|April 25, 2012|
Previously published on April 24, 2012
On April 19, 2012, FERC’s Office of Enforcement presented its 2011 State of the Markets report at FERC’s monthly meeting. The State of the Markets report is an annual presentation of staff’s assessment of natural gas, electric, and other energy markets. The report focused on natural gas production, natural gas storage inventories, natural gas prices, liquid natural gas (“LNG”) export proposals, power prices, gas and electric demand, and gas-fired generators.
Staff’s report highlighted that domestic natural gas production reached an all time high during 2011. This dramatic increase in production caused supply to outpace demand, leading to record amounts of natural gas storage and prices falling to a 10-year low. Natural gas producers have stated that the increased supply and low prices will chill their ability to engage in new exploration. The glut of natural gas supplies has led developers and investors to focus more intently on LNG. FERC examined seven LNG export proposals in 2011.

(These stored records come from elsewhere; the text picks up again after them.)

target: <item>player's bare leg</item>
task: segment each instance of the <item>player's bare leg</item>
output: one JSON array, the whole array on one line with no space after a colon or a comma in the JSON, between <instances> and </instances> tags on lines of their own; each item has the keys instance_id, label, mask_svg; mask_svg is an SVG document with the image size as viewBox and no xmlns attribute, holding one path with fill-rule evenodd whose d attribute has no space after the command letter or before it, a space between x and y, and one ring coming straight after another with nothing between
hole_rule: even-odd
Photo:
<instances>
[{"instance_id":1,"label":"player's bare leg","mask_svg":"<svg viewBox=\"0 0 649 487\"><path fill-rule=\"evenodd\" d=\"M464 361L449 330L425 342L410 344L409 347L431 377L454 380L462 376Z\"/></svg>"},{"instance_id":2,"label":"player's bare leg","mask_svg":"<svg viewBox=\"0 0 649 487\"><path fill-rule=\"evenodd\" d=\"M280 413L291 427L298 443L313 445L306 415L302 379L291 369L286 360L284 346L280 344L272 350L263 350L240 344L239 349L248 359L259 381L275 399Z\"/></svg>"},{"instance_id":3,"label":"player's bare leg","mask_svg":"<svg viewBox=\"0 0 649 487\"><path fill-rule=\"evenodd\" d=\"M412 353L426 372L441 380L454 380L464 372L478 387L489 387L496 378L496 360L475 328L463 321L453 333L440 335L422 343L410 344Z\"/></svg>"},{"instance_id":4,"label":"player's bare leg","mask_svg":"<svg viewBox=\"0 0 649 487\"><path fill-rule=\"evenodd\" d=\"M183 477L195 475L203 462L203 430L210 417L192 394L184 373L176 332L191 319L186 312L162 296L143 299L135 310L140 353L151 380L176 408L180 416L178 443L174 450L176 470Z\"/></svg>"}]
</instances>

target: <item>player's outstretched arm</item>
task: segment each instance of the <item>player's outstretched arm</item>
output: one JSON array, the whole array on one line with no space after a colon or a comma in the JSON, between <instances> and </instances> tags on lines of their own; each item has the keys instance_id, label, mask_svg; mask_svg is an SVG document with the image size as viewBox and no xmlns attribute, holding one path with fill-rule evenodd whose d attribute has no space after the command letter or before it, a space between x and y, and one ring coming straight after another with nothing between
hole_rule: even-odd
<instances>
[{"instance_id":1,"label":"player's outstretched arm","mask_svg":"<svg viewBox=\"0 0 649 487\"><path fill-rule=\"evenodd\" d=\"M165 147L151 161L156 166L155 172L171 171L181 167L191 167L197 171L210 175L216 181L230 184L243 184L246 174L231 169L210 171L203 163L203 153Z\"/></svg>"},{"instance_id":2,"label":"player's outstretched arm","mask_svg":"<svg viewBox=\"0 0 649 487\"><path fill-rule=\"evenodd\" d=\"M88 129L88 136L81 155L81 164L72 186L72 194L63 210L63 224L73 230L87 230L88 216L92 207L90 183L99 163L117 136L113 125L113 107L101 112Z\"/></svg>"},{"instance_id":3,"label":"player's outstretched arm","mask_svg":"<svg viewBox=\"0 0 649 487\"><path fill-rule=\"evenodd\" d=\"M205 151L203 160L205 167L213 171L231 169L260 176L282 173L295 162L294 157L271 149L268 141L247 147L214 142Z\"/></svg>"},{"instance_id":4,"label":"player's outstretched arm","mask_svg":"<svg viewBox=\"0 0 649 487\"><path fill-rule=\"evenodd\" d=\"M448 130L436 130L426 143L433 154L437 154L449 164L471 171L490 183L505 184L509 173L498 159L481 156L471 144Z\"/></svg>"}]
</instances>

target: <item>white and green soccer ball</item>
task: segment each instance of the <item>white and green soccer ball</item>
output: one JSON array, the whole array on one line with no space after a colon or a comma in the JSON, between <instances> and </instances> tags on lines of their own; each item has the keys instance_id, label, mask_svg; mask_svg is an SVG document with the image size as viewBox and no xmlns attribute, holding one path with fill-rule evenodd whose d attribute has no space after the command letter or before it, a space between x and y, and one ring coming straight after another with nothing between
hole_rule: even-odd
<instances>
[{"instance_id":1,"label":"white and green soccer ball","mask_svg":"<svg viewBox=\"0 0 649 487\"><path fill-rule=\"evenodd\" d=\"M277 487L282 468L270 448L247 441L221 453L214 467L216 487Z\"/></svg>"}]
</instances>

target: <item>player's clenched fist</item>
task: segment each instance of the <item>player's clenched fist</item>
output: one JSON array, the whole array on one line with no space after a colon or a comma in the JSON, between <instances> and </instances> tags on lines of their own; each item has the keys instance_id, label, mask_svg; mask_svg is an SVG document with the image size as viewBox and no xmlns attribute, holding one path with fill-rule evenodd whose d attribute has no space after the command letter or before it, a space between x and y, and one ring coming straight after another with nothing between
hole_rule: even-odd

Increased production, low natural gas demand and warm winter temperatures have led to natural gas storage inventories that are now over 50% of the five-year average. Even with the increase of natural gas in storage, market conditions do not support the building of new storage. Commissioner John Norris (D) questioned why there was not an increase in storage construction. Staff responded that the market does not support more storage construction due to the fact that, “storage value has significantly declined due to [falling natural gas] price[s].”
Staff’s report also highlighted the effect increased production of natural gas has had on long-haul pipelines. Due to increased production in the Marcellus and other shale basins, demand for long-haul pipeline transportation capacity has declined due to the increase in short-haul pipeline transportation demand. When Commissioner Cheryl LaFleur (D) inquired about the “threats and challenges” the market currently faces, staff responded that, “there is a re-contracting risk as they lose customers to short-haul pipelines¿that could impact the remaining customers on long-haul lines.”
The increase in production and decrease in price of natural gas has increased the electric sector’s reliance on natural gas-fired plants. Natural gas now accounts for 20% of the nation’s total generation output. However, FERC staff cautioned against a concentration solely on natural gas. Staff said a lack of fuel diversity would have a negative effect on generation markets.